C’est à ce moment-là que tout le monde réalisa qu’ils allaient tous mourir. De fines gouttelettes de sang apparurent, comme en suspension dans l’atmosphère de la pièce. Le jeune juge ramena ses mains à lui et serra les poings. Des cris brefs se firent entendre. Les corps se coupèrent en morceaux, et le sang se répandit sur toutes les surfaces. A présent, de minces fils étaient visibles, semblables à une toile d’araignée patiemment tissée par le temps.
Avec une aisance proche d’un danseur de l’ordre d’Oyama, Rafaël sauta sur la lourde table de bois massif, et marcha en direction de la seule personne qu’il avait épargnée. Sa mère. Il se félicita de la voir maîtresse de son calme. Elle était sa mère après tout.
Madame Raïne était enfoncé dans son fauteuil, et regardait avec une frayeur dissimulée sous un masque travaillé depuis des longues années l’être de chair sorti de ses entrailles. Le jeune homme s’abaissa pour être à la hauteur de sa mère.
- Alors, mère, cela vous a plu ?
- Pourquoi ? Articula-t-elle.
- Un contrat et une mission.
- Qui ?
- Vous n’avez pas à le savoir. Mais vous n’avez pas répondu à ma question.
- Quelle folie t’anime, Rafaël ? Tu n’es plus le fils que j’ai mis au monde.

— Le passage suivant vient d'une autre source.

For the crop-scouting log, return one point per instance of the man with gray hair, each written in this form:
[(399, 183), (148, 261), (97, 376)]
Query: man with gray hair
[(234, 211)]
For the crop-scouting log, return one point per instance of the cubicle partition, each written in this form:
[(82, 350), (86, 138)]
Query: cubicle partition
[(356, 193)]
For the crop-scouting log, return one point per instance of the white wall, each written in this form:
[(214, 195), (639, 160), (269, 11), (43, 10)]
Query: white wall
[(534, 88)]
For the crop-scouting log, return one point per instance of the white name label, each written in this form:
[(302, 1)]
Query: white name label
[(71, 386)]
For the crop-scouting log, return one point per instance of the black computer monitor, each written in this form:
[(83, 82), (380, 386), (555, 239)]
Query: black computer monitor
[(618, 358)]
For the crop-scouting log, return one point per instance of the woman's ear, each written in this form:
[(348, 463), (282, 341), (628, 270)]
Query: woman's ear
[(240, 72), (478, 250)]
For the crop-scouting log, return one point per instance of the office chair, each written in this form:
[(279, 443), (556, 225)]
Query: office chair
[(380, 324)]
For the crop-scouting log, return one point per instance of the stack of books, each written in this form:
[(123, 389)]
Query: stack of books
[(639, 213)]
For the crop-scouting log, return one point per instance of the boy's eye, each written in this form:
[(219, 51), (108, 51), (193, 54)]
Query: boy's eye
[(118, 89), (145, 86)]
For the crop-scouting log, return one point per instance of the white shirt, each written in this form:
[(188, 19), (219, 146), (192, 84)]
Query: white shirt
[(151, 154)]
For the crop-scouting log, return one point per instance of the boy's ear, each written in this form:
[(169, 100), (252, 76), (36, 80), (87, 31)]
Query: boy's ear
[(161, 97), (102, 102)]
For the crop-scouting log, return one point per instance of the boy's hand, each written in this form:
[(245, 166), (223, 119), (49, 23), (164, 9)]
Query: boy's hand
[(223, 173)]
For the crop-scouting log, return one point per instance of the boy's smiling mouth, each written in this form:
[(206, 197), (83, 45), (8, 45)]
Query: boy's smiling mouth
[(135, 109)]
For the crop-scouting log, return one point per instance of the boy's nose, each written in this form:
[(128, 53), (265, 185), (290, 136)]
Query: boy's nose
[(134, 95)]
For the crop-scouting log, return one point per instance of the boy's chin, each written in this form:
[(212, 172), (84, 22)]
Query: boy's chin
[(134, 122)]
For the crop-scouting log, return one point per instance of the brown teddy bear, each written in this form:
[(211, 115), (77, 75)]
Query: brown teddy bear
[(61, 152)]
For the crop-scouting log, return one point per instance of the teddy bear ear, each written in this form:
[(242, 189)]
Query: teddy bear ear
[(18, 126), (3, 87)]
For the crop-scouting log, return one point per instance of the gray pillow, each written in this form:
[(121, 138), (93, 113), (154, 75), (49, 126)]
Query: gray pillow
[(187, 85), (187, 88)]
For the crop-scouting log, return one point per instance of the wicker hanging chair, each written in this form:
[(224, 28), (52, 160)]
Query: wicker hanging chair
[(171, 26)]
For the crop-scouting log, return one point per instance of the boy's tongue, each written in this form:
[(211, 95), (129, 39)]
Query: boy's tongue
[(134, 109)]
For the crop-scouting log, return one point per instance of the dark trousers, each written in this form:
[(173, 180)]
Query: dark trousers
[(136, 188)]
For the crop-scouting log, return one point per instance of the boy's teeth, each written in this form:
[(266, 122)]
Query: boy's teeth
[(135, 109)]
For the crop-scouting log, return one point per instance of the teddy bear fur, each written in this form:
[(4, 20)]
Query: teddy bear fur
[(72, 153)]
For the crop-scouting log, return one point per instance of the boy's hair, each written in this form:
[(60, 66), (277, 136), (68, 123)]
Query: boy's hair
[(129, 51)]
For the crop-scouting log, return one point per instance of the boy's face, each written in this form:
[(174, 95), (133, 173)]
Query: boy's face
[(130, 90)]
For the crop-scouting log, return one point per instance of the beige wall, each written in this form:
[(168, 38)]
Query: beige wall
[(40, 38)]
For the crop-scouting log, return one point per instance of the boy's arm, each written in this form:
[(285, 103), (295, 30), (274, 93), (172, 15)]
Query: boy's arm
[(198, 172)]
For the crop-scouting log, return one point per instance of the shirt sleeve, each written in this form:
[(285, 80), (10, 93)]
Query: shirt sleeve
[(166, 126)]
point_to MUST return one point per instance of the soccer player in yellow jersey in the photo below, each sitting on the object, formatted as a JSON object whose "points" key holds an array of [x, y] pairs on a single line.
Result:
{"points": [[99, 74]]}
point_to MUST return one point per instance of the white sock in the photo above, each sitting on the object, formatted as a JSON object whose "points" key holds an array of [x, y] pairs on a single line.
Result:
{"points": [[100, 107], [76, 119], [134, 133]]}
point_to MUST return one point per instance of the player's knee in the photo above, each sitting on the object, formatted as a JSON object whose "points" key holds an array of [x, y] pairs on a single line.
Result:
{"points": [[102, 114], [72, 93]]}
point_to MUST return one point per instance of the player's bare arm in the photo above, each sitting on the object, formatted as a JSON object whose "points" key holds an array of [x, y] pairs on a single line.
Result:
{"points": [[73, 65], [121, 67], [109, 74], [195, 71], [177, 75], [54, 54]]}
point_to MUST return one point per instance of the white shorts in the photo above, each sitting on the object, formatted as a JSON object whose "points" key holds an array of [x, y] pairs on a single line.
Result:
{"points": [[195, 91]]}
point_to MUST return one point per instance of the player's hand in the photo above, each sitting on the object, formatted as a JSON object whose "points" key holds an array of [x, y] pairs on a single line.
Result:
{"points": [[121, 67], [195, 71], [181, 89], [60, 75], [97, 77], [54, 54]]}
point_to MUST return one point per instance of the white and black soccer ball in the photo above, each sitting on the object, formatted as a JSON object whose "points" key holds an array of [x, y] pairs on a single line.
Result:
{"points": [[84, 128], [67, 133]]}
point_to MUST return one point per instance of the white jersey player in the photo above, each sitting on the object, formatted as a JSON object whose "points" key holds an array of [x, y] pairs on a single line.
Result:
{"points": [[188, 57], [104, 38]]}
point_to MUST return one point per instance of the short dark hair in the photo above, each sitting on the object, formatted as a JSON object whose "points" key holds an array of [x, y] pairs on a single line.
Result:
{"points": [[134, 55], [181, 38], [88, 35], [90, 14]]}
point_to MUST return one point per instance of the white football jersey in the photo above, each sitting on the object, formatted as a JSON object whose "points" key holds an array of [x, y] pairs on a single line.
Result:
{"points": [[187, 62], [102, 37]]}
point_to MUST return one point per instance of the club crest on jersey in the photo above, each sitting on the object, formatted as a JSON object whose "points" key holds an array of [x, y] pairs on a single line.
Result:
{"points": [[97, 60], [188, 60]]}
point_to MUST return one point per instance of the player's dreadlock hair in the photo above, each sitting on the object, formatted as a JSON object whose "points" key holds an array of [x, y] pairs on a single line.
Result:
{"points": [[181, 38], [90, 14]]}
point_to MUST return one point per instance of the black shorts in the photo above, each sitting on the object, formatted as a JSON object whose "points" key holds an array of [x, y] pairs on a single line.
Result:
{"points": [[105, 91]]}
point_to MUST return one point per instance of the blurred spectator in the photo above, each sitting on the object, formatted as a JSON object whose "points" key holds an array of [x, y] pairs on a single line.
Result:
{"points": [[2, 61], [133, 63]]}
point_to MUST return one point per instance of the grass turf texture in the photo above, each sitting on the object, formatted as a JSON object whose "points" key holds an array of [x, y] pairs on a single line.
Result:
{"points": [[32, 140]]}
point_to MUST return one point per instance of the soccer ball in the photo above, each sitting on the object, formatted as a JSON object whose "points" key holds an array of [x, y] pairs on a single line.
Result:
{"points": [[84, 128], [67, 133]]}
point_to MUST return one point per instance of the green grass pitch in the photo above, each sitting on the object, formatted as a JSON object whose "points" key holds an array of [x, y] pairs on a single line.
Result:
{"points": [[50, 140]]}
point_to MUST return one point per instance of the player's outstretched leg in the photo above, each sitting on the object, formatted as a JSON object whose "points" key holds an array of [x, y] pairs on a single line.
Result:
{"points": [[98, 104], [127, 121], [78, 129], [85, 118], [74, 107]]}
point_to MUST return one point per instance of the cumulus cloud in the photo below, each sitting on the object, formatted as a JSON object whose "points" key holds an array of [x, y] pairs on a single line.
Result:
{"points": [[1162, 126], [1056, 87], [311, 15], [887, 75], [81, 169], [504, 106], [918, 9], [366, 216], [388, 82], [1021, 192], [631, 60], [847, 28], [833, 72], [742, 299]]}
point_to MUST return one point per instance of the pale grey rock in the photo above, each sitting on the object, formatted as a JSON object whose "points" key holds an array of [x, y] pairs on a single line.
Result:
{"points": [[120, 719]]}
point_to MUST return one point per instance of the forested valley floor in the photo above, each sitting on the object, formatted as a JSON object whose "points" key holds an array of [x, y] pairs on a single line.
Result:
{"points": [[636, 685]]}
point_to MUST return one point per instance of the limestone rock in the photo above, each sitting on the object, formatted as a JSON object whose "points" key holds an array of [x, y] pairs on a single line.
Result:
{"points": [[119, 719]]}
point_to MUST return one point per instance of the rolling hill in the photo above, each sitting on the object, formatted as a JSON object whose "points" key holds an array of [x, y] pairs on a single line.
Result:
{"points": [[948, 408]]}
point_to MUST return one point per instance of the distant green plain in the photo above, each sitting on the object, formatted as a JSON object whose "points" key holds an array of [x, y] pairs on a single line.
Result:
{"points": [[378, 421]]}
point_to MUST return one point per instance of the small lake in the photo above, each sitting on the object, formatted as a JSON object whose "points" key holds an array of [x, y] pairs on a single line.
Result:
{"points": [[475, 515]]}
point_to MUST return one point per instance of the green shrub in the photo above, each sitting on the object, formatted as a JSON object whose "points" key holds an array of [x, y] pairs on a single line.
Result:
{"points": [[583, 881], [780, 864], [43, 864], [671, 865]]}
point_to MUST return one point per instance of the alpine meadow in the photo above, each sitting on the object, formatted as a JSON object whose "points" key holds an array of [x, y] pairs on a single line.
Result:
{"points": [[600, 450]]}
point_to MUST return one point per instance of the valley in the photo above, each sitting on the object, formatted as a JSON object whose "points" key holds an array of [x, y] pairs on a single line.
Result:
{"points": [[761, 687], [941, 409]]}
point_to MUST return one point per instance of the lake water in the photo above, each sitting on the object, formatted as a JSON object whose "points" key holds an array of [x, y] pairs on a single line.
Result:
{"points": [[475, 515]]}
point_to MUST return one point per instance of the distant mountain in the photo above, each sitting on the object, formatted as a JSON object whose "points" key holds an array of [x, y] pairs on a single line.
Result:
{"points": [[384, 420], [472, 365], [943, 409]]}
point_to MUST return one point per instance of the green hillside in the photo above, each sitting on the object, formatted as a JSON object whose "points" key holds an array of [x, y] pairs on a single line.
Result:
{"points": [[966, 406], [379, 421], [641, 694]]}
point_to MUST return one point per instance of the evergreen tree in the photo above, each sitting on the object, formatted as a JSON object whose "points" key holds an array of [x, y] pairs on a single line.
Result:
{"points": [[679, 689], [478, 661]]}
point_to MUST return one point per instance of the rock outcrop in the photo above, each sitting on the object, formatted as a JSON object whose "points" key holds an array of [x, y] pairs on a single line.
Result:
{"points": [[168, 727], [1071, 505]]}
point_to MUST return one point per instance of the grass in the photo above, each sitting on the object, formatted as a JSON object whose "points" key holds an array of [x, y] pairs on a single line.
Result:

- Mais je suis ce que vous avez voulu que je devienne depuis ma petite enfance.
- C’est faux.
- Oh non. Le destin que vous avez choisi est proche de celui que j’avais à la base. Et vous vous êtes trompé.
- Non.
Rafaël passa une main derrière lui, sous la veste longue qu’il portait, pour en tirer Dranhir. Gwen Raïne suivait des yeux l’éclat de la double lame. Le jeune homme posa une main sur l’épaule droite de sa mère, et de l’autre, il enfonça la pointe acérée de son poignard dans sa poitrine, au niveau de sa cœur. La surprise déforma les traits du visage de la femme, avant que du sang sorte de sa bouche.
- Un dernier soubresaut secoua son corps, et la vie la quitta définitivement.
- Voyez-vous, votre nom était sur le contrat que Chilma m’a demandé de faire, et j’ai promis d’exécuter ses ordres à présent.
Rafaël retira la lame doucement. Le sang rouge sombre s’épanouit sur les tissus du tailleur de sa mère, telle une fleur de nuit. Le jeune homme porta le poignard à son visage, en appelant à l’être qui l’habitait et qui était content d’avoir eu son tribut de sang. Un sang délicieux selon lui.
Délicatement, il sortit un grand mouchoir blanc crème que sa mère lui avait offert quand il était jeune, et essuya l’acier trempé pour lui redonner cet aspect semblable à de l’or blanc. Une fois cela fait, il le replaça dans l’étui d’où il l’avait sorti. Tout à coup, il éprouva une vive douleur sur la joue où son tatouage avait sa place. Il sentit comme si on lui traçait une ligne avec un couteau. C’était une douleur semblable à celle que Malhirin lui avait faite quand il lui avait tracé par magie les deux demi-lunes.
Pendant quelques minutes, il mit sa main sur cette brûlure. La chaleur s’insinua dans son corps à travers la paume tendre de sa main et réchauffa son être. Puis il comprit. Il comprit ce que lui avait dit Chilma à Rountara, qu’il devait perdre trois choses. L’une d’elle était le lien maternel.
Il eut un petit rire clair, avant de se relever pour murmurer un mot. Les fils disparurent immédiatement. Il n’y avait plus de témoins du massacre qu’il venait de commettre. Il marcha sur la table jusqu’à ce qu’il descende sur le sol, sans bruit.
Rafaël s’avança jusqu’à la porte, où il posa une main sur la poignée, et disparut en ne laissant qu’une feuille d’automne derrière lui.